Very nice collection man. Cheers.

But did they actually replace that bracelet in the Breitling service? :roll:


----------



## colorblind

A big watch; the cream dial looks sweet. Great review!


----------



## Hilly64

JP. said:


> Very nice collection man. Cheers.
> 
> But did they actually replace that bracelet in the Breitling service? :roll:


Yes.

Had to pay for it. Wasn't included in service price if that's what you mean....expensive service for sure hence I probably wouldn't recoup what I have shelled out if I did think of selling!

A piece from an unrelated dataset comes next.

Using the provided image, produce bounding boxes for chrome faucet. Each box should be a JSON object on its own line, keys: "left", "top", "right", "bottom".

The original bracelet was just too worn to refurbish. 10 years of daily wear. did find the original a tad more comfortable than the pro III however I do prefer the looks on the newer design. Awesome bracelet for sure.


----------



## kmsick

Nice review- that watch is a beast!


----------



## JP.

kmsick said:


> Nice review- that watch is a beast!


Thanks much. |>


----------



## muhibtv

That's a very well put review.

One question though, how do you minimize scratches on the bezel?


----------



## JP.

muhibtv said:


> That's a very well put review.
> 
> One question though, how do you minimize scratches on the bezel?


Just being careful haha.

My watch was polished back to its original state in service. Thus, it looks like new again.


----------



## JP.

Three of my favorites. Still wear the Fish about 1-2 times every week. Never get tired of it.


----------



## JP.

250 grams of steel.


----------



## chillwill120

Just added this to the collection:










All I can say is wow! I paid $1,300 for this watch and just can't believe what a bargain it is! A Breitling 2000m dive watch for the price of an Oris Aquis or a mid-range Seiko! It's much more impressive in person, pics don't do it justice. This is my 2nd Breiting:


----------



## JP.

You got it for a GREAT price man. 

Yes... SteelFish is insanely good bargain.


----------



## Brent L. Miller

My first mechanical watch and the one that led to this crazy hobby. Although gone for a few years now I'd buy it again in a heartbeat if they made it in 40mm.


----------



## JP.

This wristshot turned out ok.


----------



## americanbam

I got mine a few months ago and really love it - the review was part of the decision making process.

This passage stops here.